I just sent a new version of my patch that does it (forgot to tag it as
v2, sorry).
>> You change BUFFER_SIZE from 2048 to 4096 and remove the
multiplication
>> here.
Having a constant named BUFFER_SIZE whose value is half a buffer size
did not seem right though. I reinstantated the multiplication, but at
the macro definition level.
>> So I think we have to be a bit careful here. HDLC framing
can in theory
>> (if you're maximally unlucky) result in doubling of the data size once
>> it is framed. This means that we might have enough space in the current
>> buffer according to this estimate, but still exceed it once the actual
>> framing is performed. If so, then we have to drop the frame.

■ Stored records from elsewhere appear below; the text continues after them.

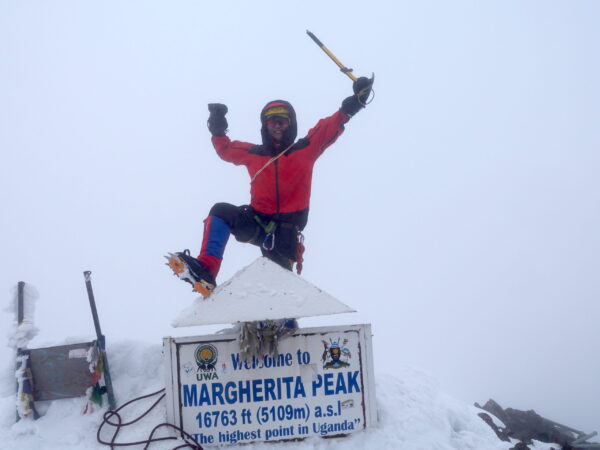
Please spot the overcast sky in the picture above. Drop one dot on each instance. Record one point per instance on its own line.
(459, 213)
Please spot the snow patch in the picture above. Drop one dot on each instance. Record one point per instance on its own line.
(261, 291)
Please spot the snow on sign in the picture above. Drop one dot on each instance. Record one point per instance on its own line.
(320, 384)
(262, 290)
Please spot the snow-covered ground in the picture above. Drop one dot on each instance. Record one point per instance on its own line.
(413, 413)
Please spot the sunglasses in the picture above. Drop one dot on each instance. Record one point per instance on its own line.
(281, 121)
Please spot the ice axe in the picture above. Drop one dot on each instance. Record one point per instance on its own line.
(342, 67)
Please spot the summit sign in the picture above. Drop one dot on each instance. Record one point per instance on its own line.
(319, 384)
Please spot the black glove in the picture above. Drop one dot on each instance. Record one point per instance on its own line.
(362, 89)
(217, 123)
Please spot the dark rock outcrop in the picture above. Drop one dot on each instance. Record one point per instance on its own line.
(525, 426)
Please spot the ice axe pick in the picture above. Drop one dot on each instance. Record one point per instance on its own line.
(342, 67)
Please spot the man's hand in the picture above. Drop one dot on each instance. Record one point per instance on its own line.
(362, 89)
(217, 123)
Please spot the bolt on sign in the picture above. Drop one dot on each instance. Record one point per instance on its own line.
(320, 384)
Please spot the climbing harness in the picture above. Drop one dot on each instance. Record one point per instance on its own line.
(269, 241)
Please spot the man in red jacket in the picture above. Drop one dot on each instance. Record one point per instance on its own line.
(280, 170)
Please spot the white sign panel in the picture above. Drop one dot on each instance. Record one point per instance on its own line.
(320, 384)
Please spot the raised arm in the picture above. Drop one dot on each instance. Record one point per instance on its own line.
(235, 152)
(327, 130)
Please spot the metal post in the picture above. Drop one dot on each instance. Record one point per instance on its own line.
(20, 317)
(101, 341)
(20, 300)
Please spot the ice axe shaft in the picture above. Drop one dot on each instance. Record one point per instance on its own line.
(342, 67)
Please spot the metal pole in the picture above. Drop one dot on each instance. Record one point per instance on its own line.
(101, 341)
(20, 317)
(20, 300)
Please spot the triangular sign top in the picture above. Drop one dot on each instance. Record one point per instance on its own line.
(263, 290)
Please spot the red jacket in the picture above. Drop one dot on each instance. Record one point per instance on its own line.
(284, 185)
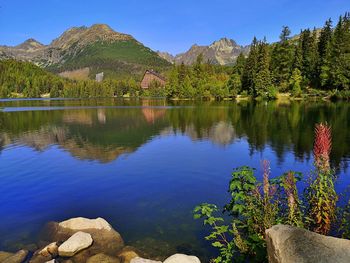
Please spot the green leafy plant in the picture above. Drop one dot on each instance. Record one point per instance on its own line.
(256, 206)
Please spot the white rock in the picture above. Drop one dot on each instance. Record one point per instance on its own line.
(143, 260)
(288, 244)
(74, 244)
(49, 250)
(181, 258)
(81, 223)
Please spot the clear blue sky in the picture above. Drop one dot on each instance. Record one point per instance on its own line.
(163, 24)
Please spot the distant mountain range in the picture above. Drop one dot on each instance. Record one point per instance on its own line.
(101, 49)
(223, 52)
(98, 48)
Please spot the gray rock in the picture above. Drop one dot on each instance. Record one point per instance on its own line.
(81, 223)
(181, 258)
(102, 258)
(106, 239)
(74, 244)
(143, 260)
(287, 244)
(19, 257)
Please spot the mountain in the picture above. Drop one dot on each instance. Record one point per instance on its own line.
(167, 56)
(99, 48)
(223, 52)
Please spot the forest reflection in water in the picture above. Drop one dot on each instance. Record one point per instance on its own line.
(103, 133)
(144, 164)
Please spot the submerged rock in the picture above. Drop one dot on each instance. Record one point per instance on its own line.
(181, 258)
(18, 257)
(143, 260)
(127, 254)
(74, 244)
(4, 255)
(287, 244)
(51, 250)
(102, 258)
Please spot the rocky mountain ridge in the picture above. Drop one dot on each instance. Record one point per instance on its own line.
(222, 52)
(70, 44)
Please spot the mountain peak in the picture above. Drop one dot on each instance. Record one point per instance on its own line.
(224, 42)
(101, 27)
(30, 44)
(83, 36)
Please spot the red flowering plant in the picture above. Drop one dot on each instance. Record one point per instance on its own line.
(256, 206)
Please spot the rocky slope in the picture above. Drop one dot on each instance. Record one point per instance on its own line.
(223, 52)
(98, 47)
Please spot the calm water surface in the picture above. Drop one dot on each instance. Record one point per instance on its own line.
(143, 165)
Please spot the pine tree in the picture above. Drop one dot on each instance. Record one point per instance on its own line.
(309, 56)
(250, 68)
(340, 61)
(262, 80)
(324, 52)
(295, 83)
(282, 59)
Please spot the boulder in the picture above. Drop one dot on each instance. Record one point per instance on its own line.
(102, 258)
(287, 244)
(81, 223)
(106, 239)
(74, 244)
(143, 260)
(181, 258)
(18, 257)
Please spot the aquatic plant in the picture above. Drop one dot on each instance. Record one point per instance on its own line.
(322, 197)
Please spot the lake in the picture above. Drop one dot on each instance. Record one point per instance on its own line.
(143, 165)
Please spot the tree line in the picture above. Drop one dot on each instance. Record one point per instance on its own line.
(314, 62)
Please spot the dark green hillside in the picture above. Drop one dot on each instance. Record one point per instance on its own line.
(119, 59)
(26, 78)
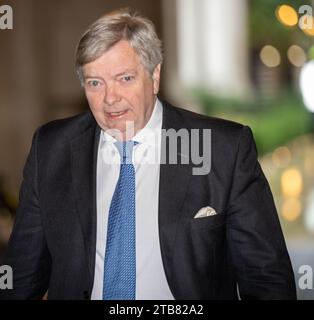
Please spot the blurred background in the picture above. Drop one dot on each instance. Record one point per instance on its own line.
(249, 61)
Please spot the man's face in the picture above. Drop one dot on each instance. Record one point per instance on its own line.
(119, 89)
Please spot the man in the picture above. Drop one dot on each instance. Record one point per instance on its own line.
(95, 224)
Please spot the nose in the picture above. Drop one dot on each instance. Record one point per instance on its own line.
(111, 94)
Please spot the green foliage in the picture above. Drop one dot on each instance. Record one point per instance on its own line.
(273, 123)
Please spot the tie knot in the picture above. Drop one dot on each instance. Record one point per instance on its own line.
(125, 149)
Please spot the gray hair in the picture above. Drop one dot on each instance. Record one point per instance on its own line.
(113, 27)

I checked with random data, and get some frames dropped with a 128
margin, but none with 256. Using a much larger margin might be
detrimental to memory usage, so I chose to leave it like this. We can
address this in a further patch if you wish.
Yes, we definitely want to have some sort of buffer pool management
strategy to share a pool of buffers between different entities (e.g.
GAtMux, GAtServer, GAtHDLC). Have you looked at g_slice* inside glib
yet? I think we can take advantage of the fact that most of our ring
buffers are sized at 4k.
It looks like this allocator should be used in ringbuffer.c. Let's
discuss that and follow up with another patch.